Privacy also is a growing burden on businesses. Federal and state laws continue to emphasize a business’s responsibility to protect customer data, and the penalties are significant.
The financial liability on a company that falls victim to a data breach can be huge.
Yelton said the cost to shareholders of Target’s recent data breach reached $148 million.
“It really highlights how devastating a data breach can be,” he said. “You are going to be faced with civil litigation, government investigation, enforcement proceedings; you’ll have to reissue cards, pay if people have been subject to fraud on those cards.”
The shift from paper to digital information also puts companies at a greater risk of an employee walking out the door with trade secrets, confidential client information or other sensitive information.
“It was hard in the days when everything was on paper for a former employee to walk out the door with more than a couple of boxes of documents,” Yelton said. “Now, they are able to download information from an organization before or as they walk out the door really easily.”
Litigation or a government investigation escalates the risks Yelton mentioned, and is the time when poor data management can become the most costly.
“If all organizations are creating and maintaining more and more data and then a government investigation or litigation hits, if you go out and try to collect a lot of stuff, that is going to cost your client a great deal of money because you are not just going to turn around and produce all that data. You are going to need to review it.”
Warner’s new Data Solutions Practice Group is focusing its efforts on helping companies mitigate the slew of risks involved with data.
Yelton said the practice group team would meet at least monthly to help each other learn about data issues and solutions outside their individual practice areas.
“Even though I’m never going to become a data privacy expert myself, or a data security expert, I’m going to make the effort in my practice to learn more about it.
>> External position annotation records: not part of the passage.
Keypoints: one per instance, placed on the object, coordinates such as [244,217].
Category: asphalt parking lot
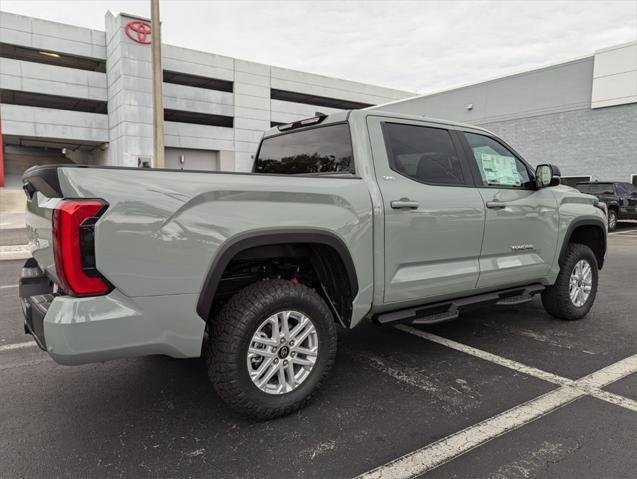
[500,393]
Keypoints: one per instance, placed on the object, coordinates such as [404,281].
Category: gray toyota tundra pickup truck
[360,214]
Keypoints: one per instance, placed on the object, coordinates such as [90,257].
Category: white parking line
[590,385]
[435,454]
[11,347]
[626,232]
[507,363]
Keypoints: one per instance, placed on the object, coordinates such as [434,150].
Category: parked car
[620,198]
[355,215]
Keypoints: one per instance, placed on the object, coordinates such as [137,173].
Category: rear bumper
[100,328]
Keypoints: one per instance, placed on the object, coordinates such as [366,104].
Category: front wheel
[270,348]
[612,220]
[573,294]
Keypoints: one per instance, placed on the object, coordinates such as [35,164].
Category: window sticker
[499,170]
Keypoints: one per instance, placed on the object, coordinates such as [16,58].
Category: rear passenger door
[521,225]
[434,217]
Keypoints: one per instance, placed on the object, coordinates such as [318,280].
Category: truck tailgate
[39,221]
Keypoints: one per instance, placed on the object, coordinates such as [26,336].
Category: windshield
[326,149]
[596,188]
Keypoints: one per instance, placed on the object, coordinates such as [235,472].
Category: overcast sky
[421,46]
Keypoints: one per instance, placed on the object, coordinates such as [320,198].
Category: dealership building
[580,115]
[76,95]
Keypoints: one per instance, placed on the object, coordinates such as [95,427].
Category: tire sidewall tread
[556,298]
[232,331]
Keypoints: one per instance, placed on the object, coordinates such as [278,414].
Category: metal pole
[158,98]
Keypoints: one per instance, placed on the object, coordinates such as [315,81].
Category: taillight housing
[74,246]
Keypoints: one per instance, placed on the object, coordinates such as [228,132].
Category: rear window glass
[596,189]
[327,149]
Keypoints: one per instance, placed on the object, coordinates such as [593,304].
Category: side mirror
[547,175]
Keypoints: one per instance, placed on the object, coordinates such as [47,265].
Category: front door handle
[404,203]
[496,205]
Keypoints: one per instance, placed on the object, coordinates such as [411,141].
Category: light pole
[158,98]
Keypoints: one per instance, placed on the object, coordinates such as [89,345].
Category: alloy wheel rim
[282,352]
[580,283]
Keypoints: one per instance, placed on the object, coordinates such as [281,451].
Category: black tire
[556,298]
[232,332]
[612,220]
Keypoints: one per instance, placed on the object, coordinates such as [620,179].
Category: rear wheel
[270,348]
[573,294]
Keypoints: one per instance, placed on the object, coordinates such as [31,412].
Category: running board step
[449,310]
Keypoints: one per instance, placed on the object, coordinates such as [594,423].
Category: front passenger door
[434,217]
[521,225]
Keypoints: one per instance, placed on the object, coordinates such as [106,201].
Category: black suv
[621,199]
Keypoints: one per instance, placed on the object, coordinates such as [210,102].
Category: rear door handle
[404,203]
[496,204]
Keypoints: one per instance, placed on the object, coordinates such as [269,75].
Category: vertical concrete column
[129,78]
[251,110]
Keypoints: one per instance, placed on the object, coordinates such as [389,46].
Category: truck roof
[345,114]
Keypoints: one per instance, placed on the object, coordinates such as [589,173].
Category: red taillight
[74,248]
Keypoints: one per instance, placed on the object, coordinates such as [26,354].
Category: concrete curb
[18,251]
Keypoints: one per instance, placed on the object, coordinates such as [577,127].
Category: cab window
[498,166]
[424,154]
[322,150]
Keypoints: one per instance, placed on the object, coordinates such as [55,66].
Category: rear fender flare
[235,245]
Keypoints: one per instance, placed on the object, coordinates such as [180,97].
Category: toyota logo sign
[138,31]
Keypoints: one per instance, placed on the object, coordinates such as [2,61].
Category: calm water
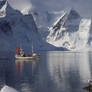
[55,72]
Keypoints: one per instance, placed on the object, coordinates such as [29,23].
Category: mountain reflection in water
[55,72]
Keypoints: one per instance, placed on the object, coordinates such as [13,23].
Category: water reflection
[55,72]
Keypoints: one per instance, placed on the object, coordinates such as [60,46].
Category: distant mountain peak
[7,10]
[73,14]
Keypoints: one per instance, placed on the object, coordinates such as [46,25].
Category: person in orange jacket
[18,50]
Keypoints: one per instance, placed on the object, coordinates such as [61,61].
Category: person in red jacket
[18,50]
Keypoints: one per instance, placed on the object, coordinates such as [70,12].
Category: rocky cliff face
[17,30]
[71,31]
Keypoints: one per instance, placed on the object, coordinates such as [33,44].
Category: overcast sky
[84,7]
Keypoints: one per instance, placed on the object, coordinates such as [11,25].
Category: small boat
[33,57]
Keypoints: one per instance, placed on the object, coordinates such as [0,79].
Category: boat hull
[27,58]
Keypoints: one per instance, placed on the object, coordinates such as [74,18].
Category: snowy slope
[44,20]
[71,31]
[17,30]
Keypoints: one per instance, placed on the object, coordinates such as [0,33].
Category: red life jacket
[18,50]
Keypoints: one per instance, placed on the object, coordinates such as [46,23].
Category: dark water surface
[54,72]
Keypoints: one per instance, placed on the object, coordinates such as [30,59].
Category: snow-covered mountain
[17,29]
[71,31]
[44,20]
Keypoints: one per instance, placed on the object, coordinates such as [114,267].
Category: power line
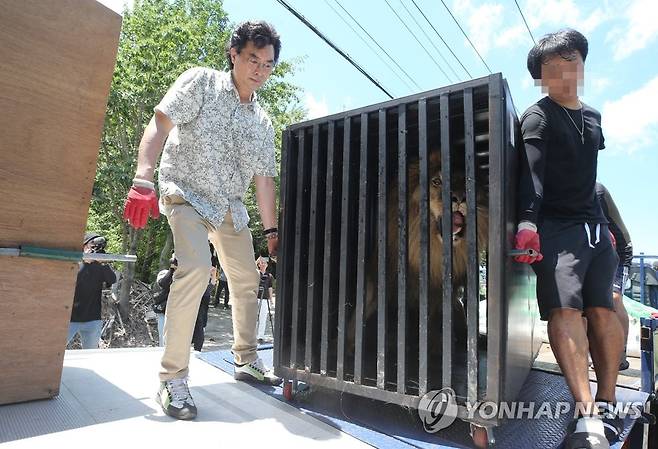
[417,40]
[332,45]
[441,37]
[466,35]
[380,47]
[526,23]
[428,38]
[367,43]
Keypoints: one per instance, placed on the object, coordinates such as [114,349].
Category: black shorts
[577,271]
[620,279]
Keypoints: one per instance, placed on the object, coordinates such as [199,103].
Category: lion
[436,241]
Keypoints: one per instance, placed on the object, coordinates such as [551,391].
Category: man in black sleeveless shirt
[561,219]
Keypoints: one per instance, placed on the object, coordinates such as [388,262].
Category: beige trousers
[236,254]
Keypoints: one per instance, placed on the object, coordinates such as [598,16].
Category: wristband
[138,182]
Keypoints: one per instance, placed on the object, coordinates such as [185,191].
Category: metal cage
[336,197]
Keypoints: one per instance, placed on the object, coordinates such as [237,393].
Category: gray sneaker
[175,399]
[256,371]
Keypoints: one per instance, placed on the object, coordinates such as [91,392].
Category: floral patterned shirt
[216,146]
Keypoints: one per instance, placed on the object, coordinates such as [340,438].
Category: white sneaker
[256,371]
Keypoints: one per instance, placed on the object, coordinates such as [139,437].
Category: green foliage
[159,40]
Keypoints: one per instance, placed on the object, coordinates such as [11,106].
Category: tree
[159,40]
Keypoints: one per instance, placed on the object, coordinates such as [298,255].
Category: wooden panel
[56,65]
[35,308]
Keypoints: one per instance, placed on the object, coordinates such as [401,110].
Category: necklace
[581,131]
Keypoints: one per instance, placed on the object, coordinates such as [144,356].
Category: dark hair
[563,43]
[260,33]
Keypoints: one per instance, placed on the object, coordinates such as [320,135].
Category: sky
[621,71]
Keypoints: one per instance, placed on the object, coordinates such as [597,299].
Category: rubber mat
[386,425]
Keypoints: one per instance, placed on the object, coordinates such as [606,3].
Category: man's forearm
[266,198]
[150,147]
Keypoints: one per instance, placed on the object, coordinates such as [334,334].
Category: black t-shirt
[558,170]
[88,289]
[616,225]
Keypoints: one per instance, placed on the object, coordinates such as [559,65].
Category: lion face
[458,208]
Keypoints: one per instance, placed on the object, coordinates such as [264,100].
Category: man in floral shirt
[216,138]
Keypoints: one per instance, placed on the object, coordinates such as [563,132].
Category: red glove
[141,202]
[528,239]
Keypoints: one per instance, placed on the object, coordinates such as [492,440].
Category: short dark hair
[563,43]
[260,33]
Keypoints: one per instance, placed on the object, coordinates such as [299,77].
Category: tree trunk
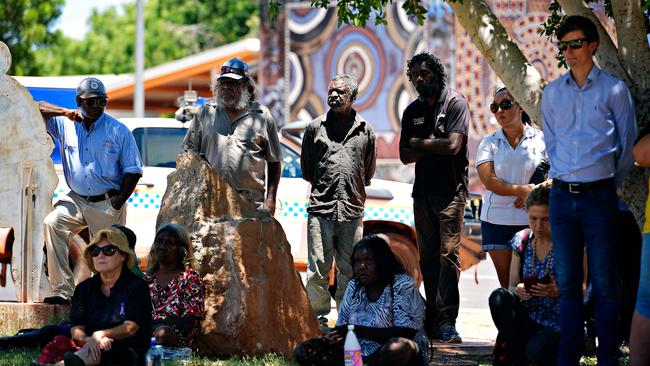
[523,81]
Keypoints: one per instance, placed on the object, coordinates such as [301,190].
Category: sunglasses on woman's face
[574,44]
[91,102]
[228,69]
[505,105]
[108,250]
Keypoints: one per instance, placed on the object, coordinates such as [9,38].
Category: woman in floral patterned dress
[177,290]
[527,314]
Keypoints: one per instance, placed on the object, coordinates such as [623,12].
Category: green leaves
[356,13]
[25,28]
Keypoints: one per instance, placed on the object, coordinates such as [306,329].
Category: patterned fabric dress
[543,310]
[403,307]
[183,296]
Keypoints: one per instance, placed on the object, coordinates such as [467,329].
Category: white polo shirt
[512,165]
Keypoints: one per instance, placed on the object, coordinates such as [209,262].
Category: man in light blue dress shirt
[589,130]
[102,166]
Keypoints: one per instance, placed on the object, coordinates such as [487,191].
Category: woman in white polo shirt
[506,161]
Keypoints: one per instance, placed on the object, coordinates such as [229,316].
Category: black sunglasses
[505,105]
[91,102]
[228,70]
[574,44]
[108,250]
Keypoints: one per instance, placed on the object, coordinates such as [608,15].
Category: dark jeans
[591,219]
[438,224]
[528,341]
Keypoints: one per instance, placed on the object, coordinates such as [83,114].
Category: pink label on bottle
[352,358]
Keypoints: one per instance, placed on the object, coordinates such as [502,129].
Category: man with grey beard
[238,136]
[338,159]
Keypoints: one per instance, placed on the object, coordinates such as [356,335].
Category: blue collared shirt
[95,161]
[589,132]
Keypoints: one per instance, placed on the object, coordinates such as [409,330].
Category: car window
[56,153]
[159,146]
[290,163]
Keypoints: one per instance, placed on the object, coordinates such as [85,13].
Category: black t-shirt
[438,175]
[129,299]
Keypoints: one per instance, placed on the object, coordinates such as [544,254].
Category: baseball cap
[234,69]
[91,87]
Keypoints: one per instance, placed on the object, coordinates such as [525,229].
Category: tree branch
[523,81]
[607,54]
[633,50]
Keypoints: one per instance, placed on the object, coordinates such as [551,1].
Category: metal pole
[138,97]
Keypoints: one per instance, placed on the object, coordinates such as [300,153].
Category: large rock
[255,301]
[27,182]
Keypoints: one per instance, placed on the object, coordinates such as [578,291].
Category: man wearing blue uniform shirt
[102,166]
[589,129]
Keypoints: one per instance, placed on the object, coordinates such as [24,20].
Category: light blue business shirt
[589,132]
[95,161]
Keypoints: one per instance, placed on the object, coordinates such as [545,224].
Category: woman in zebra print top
[385,307]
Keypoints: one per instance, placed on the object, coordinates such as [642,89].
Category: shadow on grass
[25,356]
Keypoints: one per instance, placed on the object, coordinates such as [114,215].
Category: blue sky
[73,20]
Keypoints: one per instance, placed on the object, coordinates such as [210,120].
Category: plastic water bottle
[352,349]
[154,354]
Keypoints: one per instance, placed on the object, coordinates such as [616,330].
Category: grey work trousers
[71,214]
[328,240]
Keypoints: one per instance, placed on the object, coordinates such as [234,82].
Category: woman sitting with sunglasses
[111,311]
[527,315]
[506,161]
[384,305]
[177,290]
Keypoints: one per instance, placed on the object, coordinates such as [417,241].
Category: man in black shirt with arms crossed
[434,137]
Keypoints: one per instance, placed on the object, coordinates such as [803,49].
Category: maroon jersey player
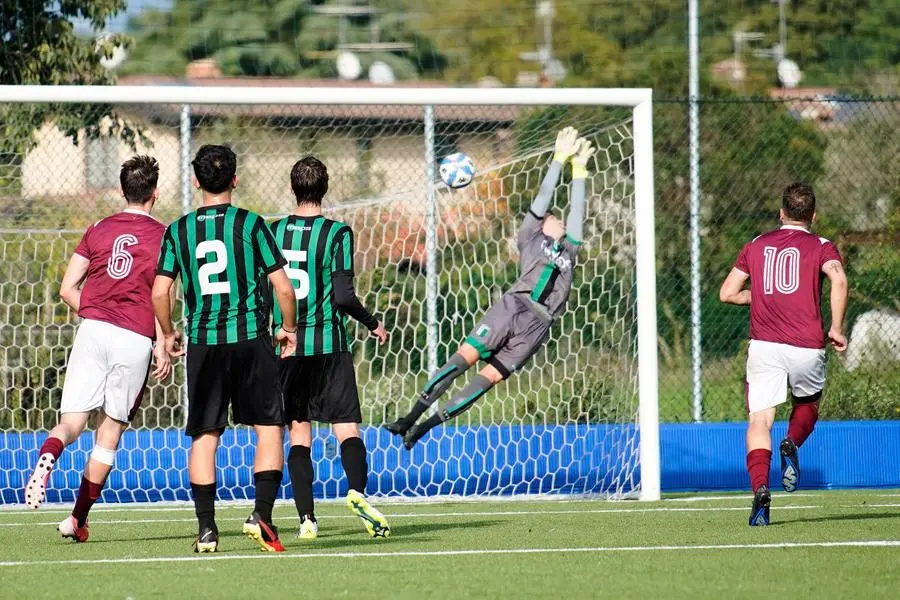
[786,268]
[108,283]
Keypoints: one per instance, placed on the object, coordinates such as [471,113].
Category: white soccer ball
[457,170]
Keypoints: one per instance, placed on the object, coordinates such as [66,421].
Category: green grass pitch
[829,544]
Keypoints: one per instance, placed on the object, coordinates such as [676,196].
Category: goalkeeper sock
[301,471]
[205,503]
[353,459]
[803,421]
[436,386]
[759,462]
[464,400]
[267,484]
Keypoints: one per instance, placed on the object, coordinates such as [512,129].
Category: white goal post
[640,137]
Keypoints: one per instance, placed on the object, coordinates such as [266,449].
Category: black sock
[205,504]
[302,475]
[426,426]
[267,484]
[353,459]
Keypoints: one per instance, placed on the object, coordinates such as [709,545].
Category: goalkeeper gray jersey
[547,267]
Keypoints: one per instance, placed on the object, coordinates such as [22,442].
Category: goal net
[580,418]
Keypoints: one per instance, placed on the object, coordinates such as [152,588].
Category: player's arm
[162,308]
[840,292]
[286,336]
[345,297]
[575,219]
[70,288]
[732,290]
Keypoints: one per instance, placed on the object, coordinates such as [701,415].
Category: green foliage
[40,47]
[270,38]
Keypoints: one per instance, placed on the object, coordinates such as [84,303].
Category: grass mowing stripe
[508,513]
[598,549]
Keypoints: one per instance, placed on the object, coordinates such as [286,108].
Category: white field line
[594,549]
[497,513]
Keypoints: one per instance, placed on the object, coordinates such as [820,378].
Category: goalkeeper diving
[519,323]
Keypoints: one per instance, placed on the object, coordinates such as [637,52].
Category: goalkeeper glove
[583,152]
[566,144]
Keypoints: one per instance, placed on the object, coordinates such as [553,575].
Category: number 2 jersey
[316,248]
[122,250]
[785,269]
[224,255]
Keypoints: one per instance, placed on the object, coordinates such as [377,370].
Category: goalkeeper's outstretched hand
[583,152]
[566,144]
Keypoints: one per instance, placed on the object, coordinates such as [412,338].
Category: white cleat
[36,488]
[309,529]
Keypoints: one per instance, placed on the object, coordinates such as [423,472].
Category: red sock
[759,462]
[803,421]
[52,445]
[88,493]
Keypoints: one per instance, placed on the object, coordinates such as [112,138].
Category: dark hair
[798,202]
[214,168]
[309,180]
[138,178]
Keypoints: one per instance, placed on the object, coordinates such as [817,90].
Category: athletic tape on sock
[103,455]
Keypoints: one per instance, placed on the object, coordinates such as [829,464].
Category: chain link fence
[750,149]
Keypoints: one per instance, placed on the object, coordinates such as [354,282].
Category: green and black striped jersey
[316,248]
[223,254]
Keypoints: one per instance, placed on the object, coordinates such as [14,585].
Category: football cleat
[207,541]
[68,528]
[36,488]
[397,427]
[309,528]
[264,534]
[790,466]
[759,514]
[412,436]
[375,523]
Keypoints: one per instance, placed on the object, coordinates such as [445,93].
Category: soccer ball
[457,170]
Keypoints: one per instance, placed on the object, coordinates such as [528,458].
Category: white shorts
[771,367]
[108,369]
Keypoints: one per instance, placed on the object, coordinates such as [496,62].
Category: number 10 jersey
[224,255]
[316,248]
[785,269]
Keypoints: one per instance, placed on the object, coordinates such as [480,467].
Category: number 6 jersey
[122,251]
[785,269]
[223,254]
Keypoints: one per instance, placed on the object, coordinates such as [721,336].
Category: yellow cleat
[375,523]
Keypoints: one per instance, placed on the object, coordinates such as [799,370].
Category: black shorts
[243,375]
[320,388]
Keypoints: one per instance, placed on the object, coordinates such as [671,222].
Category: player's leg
[100,463]
[766,388]
[440,381]
[258,401]
[82,393]
[806,378]
[458,404]
[206,420]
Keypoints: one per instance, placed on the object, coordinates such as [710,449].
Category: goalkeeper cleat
[264,534]
[397,427]
[790,466]
[207,541]
[309,528]
[759,514]
[375,523]
[36,488]
[68,528]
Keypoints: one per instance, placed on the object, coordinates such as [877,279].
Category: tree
[272,38]
[40,47]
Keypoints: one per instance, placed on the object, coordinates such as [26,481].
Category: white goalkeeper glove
[583,152]
[566,144]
It will help us identify issues quicker.”
He noted the advantage of working in collaboration with one another is seeing the bigger picture. For instance, a data privacy issue might actually have begun with a records management issue and a business not having the right policies and practices in place. The firm can help identify underlying issues and help those clients find solutions.
Yelton said one of the unique things about the practice group is the importance of its non-attorney members.
“We are increasingly relying on other types of professionals — IT professionals and records management specialists — who are going to be part of our team and don’t necessarily have a legal background but bring something to the table that is a value to us.”
Another unique component of the Data Solutions Practice Group is the addition of a data solutions project management center. Yelton said the 3,500-square-foot center would be located in Kalamazoo. Most likely it will be housed in a separate office space just down the street from Warner’s office there. The reason for the separate space is purely one of growth, Yelton said. He said Warner is outgrowing its Kalamazoo office.
“It’s going to be a large work area where we assemble in teams to work on our clients’ projects, and it’s very technology based,” he said. “We will have databases and we will process the data, review it and produce it.
“I think that is exciting in the sense that it’s not asking how can the standard law firm address these issues; it’s really asking what is the best way to do it and who are the best people to do it? That is what is fun about the practice: It’s not just law; it’s law, technology, accounting. I’m pretty excited.”